Planet. Space Sci., 45, 1143-1170, 1997
Abstract:
Field-perpendicular first order anisotropies of energetic ions may be due
either
to plasma flows transverse to the magnetic field (the ECB drift) or to
spatial
gradients in the ion flux. Here we present a technique which separates
these
sources of anisotropy by examining the dependence of the latter on ion
energy.
We apply this technique to data obtained by the Anisotropy Telescopes
instrument on the Ulysses spacecraft during the Jupiter flyby in February
1992,
using data from adjacent proton channels centred at 1.0 and 1.75 MeV.

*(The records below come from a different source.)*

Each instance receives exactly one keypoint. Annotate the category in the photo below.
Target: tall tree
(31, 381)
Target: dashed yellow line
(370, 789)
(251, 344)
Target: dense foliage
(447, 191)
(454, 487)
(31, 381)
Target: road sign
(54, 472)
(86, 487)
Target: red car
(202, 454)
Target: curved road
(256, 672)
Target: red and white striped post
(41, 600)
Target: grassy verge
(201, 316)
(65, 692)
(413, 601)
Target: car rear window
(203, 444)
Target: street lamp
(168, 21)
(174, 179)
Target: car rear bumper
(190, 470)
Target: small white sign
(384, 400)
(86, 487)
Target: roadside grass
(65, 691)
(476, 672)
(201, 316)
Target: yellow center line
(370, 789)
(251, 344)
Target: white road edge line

The results provide a continuous monitoring of both the field-transverse
plasma flow and the spatial gradient of ~1 MeV protons along the flyby
trajectory, which traversed the near-equatorial prenoon magnetosphere
inbound
and the dusk magnetosphere at moderate southerly latitudes outbound. We
show
that during the Ulysses flyby the flux gradient effect contributed
significantly to the first order anisotropy of ~1 MeV protons in all the
magnetospheric regions sampled, and was generally dominant in the middle
magnetosphere plasma-current sheet (where the e-folding scale length was
~1 RJ), and on field lines inferred to be mapping thereto. Our results on
plasma velocities may be summarised as indicating antisunward flow at
~200 kms-1 in the outer magnetosphere (a region ~30 RJ wide in the
equatorial plane inside the magnetopause), while the plasma inside this in
the
middle magnetosphere plasma sheet flowed sunwards at similar speeds. The
latter statement applies over a ~30 RJ-wide region of the equatorial
plasma-current sheet from the outer edge at 70-80 RJ inwards to ~45 RJ,
the latter being the minimum equatorial distance of observations of these
field lines due to the off-equatorial nature of the spacecraft trajectory.